As Growth Slows in the BRIC, is the Emerging Market Dream Over?

Here’s an interesting article which picks apart some of the troubles the BRIC countries are going through. Livemint.com reports comments from Nouriel Roubini where he claims that excessive growth in these regions over the past few years could actually hurt the long-term progression of their economies. The article also mentions that it is unlikely that poor growth in the western world will remain in a bubble and that emerging markets are will sooner or later be affected.
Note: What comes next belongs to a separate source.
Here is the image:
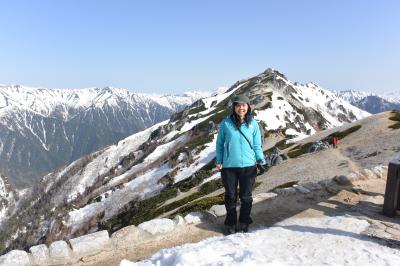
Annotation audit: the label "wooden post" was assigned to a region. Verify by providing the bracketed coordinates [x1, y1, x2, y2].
[383, 156, 400, 217]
They also comment on the legislation that is holding back growth in many of these countries…

Indeed, China’s slowdown reflects an economic model that is, as former Premier Wen Jiabao put it, “unstable, unbalanced, uncoordinated, and unsustainable,” and that now is adversely affecting growth in emerging Asia and in commodity-exporting emerging markets from Asia to Latin America and Africa. The risk that China will experience a hard landing in the next two years may further hurt many emerging economies.

Roubini is also worried about the effect that ending of quantitative easing will have on these markets. Saying that the Fed has indicated that the end of low interest rates maybe just around the corner. Finally, and possibly most importantly, it is important to note that many of these countries are operating at a deficit…

Finally, while many emerging-market economies tend to run current account surpluses, a growing number of them—including Turkey, South Africa, Brazil, and India—are running deficits. And these deficits are now being financed in riskier ways: more debt than equity; more short-term debt than long-term debt; more foreign-currency debt than local-currency debt; and more financing from fickle cross-border interbank flows.